China’s largest duty-free group stages Hong Kong listing despite zero-Covid


Travel retail large China Tourism Group Duty Free has raised $2.1bn in a downsized Hong Kong share supply, as a sweeping Covid-19 lockdown within the tropical island province often known as “China’s Hawaii” wreaked havoc on the corporate’s largest market.

The world’s largest retailer of tax-exempt wine, cosmetics and luxurious items priced 102.8mn shares at HK$158 (US$20.14) every, coming in properly beneath a most supply worth of HK$168 and marking a reduction of greater than 27 per cent on the closing worth of the duty-free group’s Shanghai-listed shares on Thursday.

That discount additionally got here as CTG’s Shanghai stock has dropped nearly 10 per cent over the previous month.
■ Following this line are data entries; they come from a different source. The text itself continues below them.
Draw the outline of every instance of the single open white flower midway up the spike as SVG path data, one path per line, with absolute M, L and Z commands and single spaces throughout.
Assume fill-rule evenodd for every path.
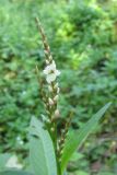
M 56 69 L 56 63 L 52 60 L 50 65 L 48 65 L 45 70 L 44 74 L 46 74 L 46 80 L 48 83 L 51 83 L 56 80 L 56 78 L 60 74 L 60 71 Z

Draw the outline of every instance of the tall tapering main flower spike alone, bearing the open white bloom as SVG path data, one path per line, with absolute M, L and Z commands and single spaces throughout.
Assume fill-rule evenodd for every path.
M 46 112 L 48 115 L 46 125 L 47 125 L 47 129 L 51 135 L 52 141 L 55 142 L 55 135 L 52 135 L 51 132 L 57 133 L 57 119 L 59 118 L 58 98 L 59 98 L 59 91 L 60 91 L 59 84 L 57 82 L 57 77 L 60 75 L 60 71 L 57 70 L 56 62 L 52 59 L 47 38 L 45 36 L 44 30 L 38 19 L 36 19 L 36 22 L 43 38 L 44 52 L 46 57 L 46 61 L 45 61 L 46 66 L 43 73 L 47 82 L 48 93 L 43 92 L 43 95 L 42 95 L 43 101 L 45 103 Z

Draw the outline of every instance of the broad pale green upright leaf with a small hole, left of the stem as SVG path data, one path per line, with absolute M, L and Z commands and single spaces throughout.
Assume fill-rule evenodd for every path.
M 34 117 L 30 130 L 30 161 L 35 175 L 57 175 L 51 138 L 43 124 Z

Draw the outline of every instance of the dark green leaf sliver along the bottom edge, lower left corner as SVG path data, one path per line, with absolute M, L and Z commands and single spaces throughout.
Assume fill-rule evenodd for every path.
M 16 171 L 16 170 L 9 171 L 8 170 L 8 171 L 0 172 L 0 175 L 34 175 L 34 174 L 24 172 L 24 171 Z

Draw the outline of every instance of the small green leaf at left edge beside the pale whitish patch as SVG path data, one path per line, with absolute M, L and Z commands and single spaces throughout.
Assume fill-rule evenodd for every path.
M 11 154 L 4 153 L 0 154 L 0 171 L 5 167 L 7 162 L 9 161 Z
The firm, which has a near-monopoly on the Chinese market, additionally sells tax-exempt items domestically.

CTG had obtained approval to checklist in Hong Kong on August 9, days after surging Covid-19 circumstances prompted mainland authorities to lock down the highest vacationer vacation spot in Hainan, CTG’s main supply of gross sales revenues.

The enforcement of President Xi Jinping’s zero-Covid coverage within the vacation hotspot of Sanya has pummelled financial exercise in Hainan, which accounted for 72 per cent of CTG’s gross sales within the three months to the top of March.

The province had beforehand benefited from Covid-19 journey restrictions imposed in 2020, which compelled many of the nation’s largest spenders to vacation inside China, the place just about all of CTG’s retailers are positioned.

But the most recent lockdown, which has run for almost two weeks, is the largest in China because the two-month shutdown of Shanghai earlier this yr and has left tens of hundreds of holidaymakers trapped in quarantine in Sanya, which is as well-known domestically for its duty-free luxurious buying as its five-star seaside resorts.

Authorities have scrambled to include the Covid outbreaks, with native media publishing images of officers in hazmat fits swabbing the throats of fish freshly caught off the island’s coast to verify for the virus.

CTG famous in its prospectus that Hainan passenger site visitors within the second quarter was down 60 per cent from a yr in the past because of a two-month lockdown in Shanghai, warning {that a} resurgence in circumstances may affect revenues.

But it assured buyers that the extremely contagious Omicron variant was “under effective control and the government is devoted to speeding up economic recovery and the resumption of business activities”.

The subdued exhibiting for CTG’s Hong Kong listing got here despite further help from a set of cornerstone buyers together with funds run by China’s central authorities, delivery conglomerate Cosco Shipping and the Shanghai airport’s funding arm, whose mixed share purchases accounted for roughly 40 per cent of the providing.

Analysts at Citigroup stated that past the short-term affect of the Sanya lockdown, CTG’s “mid-to-long-term structural growth remains intact” because of home journey demand, progress in onshore spending and “unparalleled operation capabilities”.

CTG had beforehand deliberate to lift as a lot as $5bn in Hong Kong final December however postponed listing plans as new restrictions on offshore IPOs despatched share costs for lots of the largest listed Chinese teams plunging.

But the downsized haul of $2.1bn nonetheless represents the largest listing this yr for Hong Kong, which has struggled to draw Chinese corporations due to the crackdown on offshore share gross sales. IPO fundraising within the metropolis was down about 90 per cent within the first six months of the yr.